To give insured customers a meaningful price estimate, Community needed to consult a software service it uses that includes the prices it has negotiated with insurers for and the different plan features offered by each insurer. Or, if that tool didn’t have the information needed, Community would need to call the insurer directly.
Across its eight hospitals and scores of outpatient locations, Community had more than 100 employees responding to consumer price quote requests. So it decided it needed to centralize that work.
It now has three financial experts responding to customer inquiries and trying to provide them price estimates within 48 hours. And it’s doing internal marketing to make sure all other Community employees know to direct patients to that central pricing office for estimates.
“We’re getting more and more price estimates from those that have health insurance. Now it’s not just average charge information, it’s what am I going to plan based on my plan design,” said Kipp Fincher, Community’s vice president of reimbursement. “We believe that that’s our responsibility. And we want to provide that information.”
Community’s price estimates still have limitations.
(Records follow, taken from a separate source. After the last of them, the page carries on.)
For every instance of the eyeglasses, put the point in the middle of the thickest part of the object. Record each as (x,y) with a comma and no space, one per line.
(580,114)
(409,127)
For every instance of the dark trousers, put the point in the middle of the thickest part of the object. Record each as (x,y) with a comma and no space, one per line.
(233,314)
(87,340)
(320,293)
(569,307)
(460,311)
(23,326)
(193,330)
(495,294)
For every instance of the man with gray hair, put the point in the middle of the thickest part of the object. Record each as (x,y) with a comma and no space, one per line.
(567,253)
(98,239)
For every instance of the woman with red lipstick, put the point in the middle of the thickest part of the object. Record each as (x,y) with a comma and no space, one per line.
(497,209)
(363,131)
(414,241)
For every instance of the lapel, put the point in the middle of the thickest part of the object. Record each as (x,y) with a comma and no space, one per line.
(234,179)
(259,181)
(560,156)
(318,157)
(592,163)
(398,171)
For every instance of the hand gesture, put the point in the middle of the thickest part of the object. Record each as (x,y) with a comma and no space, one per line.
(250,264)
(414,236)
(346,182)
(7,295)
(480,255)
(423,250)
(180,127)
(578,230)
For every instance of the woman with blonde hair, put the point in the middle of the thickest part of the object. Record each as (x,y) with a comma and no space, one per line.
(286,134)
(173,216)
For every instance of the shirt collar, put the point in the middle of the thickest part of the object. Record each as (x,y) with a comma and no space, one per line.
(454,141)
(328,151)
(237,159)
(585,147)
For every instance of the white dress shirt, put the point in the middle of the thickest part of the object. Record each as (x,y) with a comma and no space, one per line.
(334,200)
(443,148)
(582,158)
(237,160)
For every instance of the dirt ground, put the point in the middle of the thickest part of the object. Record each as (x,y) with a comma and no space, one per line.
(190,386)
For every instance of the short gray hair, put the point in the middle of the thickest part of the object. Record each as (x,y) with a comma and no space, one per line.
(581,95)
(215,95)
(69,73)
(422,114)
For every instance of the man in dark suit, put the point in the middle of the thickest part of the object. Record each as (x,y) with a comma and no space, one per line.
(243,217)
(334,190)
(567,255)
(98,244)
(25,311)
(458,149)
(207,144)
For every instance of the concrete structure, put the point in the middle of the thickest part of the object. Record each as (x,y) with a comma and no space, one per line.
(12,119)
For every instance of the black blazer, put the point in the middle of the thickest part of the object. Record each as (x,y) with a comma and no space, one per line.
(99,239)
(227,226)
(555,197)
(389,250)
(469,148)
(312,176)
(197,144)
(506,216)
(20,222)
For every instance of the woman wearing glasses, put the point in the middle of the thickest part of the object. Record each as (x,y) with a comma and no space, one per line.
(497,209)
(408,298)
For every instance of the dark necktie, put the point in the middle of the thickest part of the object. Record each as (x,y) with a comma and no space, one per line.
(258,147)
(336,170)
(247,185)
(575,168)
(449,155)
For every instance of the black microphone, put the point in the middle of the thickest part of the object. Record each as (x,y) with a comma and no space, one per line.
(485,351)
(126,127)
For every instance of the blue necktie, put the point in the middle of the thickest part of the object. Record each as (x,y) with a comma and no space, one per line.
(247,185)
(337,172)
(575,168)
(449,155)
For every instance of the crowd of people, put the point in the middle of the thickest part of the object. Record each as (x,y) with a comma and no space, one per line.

They are not guaranteed, since the services patients need may change once clinicians learn more about their condition.
Also, the price estimates typically include only the charges for using Community’s facilities or equipment, not the fees paid to the physician who performs a surgery, or the anesthesiologist who administers pain medicine, or the radiologist who reads an MRI.
But Community is working to include their prices too in the near future.
The centralized pricing is part of a larger strategy Community is pursuing to solicit feedback from its customers and redesign their experience of interacting with Community.
Elizabeth Walker, a hospital consultant at ECG Management Consultants, said providing price estimates is something all hospitals do. But Community’s decision to promote price quotes as a service might give it a “halo effect” that helps attract patients of all kinds, even those who don’t call for upfront quotes.
“Everybody says they do this. But to have it packaged like this, that’s the new idea. And that’s very patient friendly,” Walker said. “They can’t lose on this.”